2. Materials and Methods
2.1. Study area
The study area of the Damietta Promontory area lies on the north-eastern Nile delta coast and extends about 11.0 km east, 11.0 km west, 5.0 km north, and 12.0 km south referenced to the tip of the promontory,(Figure 1). gThe promontory is one of the most vulnerable areas as it suffers from a continous erosionIt is considered a vital area as it used for transportation, agriculture, and fishing activities. It suffers from different coastal problems represented in accretion inside the inlet, and shoreline erosion that began after the construction of the Aswan High Dam [11].
Fig. 1. Study Area, Damietta Promontory area at the terminal of Damietta Branch, Land-sat
image, 2015.
2.2. Datasat
The image data was obtained at unequal intervals between 1987 and 2015, covering a time span of 28 years. The images have been acquired in summer season and in good quality, with no effective clouds. Four sets of satellite images were used as presented in Table 1: two from the Landsat TM (30 m spatial resolution) acquired in 1987 and 1999; two Landsat ETM (30 m spatial resolution) acquired in 2003 and 2015.
Table 1. Landsat images used in this research.

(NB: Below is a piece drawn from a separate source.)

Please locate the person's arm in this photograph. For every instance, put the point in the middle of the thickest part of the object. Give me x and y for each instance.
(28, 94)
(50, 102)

Acquired Date SpaceraftID/Sensor Path/Row Pixel Size (m) Coordinate System/Datum Zone
Apr 22, 1987 Landsat_5/TM 176/38 30 UTM/WG84 36
Sep 06, 1999 Landsat_7/TM 176/38 30 UTM/WG84 36
Feb 05, 2003 Landsat_7/ETM 176/38 30 UTM/WG84 36
Nov 29, 2015 Landsat_8/ETM 176/38 30 UTM/WG84 36
2.3. Image Pre-Processing
A first step in the pre-processing is to check all images any defects such as striping. Then, all images were clipped to focus on our study area. After that, all images were corrected geometrically and radiometrically. At last, all images were stacked and classified. Image processing has been implemented using ENVI software version 4.8.
2.3.1 Geometric Correction
Geometric correction of the different satallite images is of great importance for change detection since the potential exists for registration errors to be interpreted as LULC change, leading to an overestimation of actual change[12]. Based on the metadata documentation, the TM, and ETM+ images used in the present investigation are ortho-rectified products. They are indeed in the World Geodetic System (WGS84) datum and the Universal Transverse Mercator (UTM) projection system[3] .

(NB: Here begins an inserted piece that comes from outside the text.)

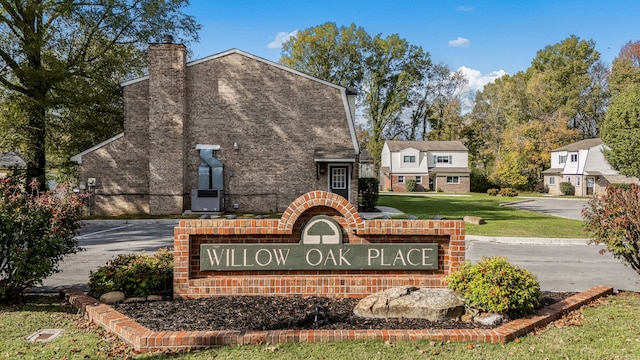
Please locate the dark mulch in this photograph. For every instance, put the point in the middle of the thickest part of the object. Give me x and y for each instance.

Using ENVI 4.8 software, the Satellite map from Google earth software (figure.2) was used as a base map to geo-reference the Landsat image acquired in 2015 through image to map referencing. Then, the Landsat TM image in 2015 was considered as the master image that was utilized to register the other images through image-to-image registration. To accurately register each image, about 20 ground control points (GCP) was examined and matched with all images. These points includedthe most distinguished geomorphologic features. the calculated route mean square error (RMSE) was found about 0.43 pixels, that ensures a good geo-referencing of the images.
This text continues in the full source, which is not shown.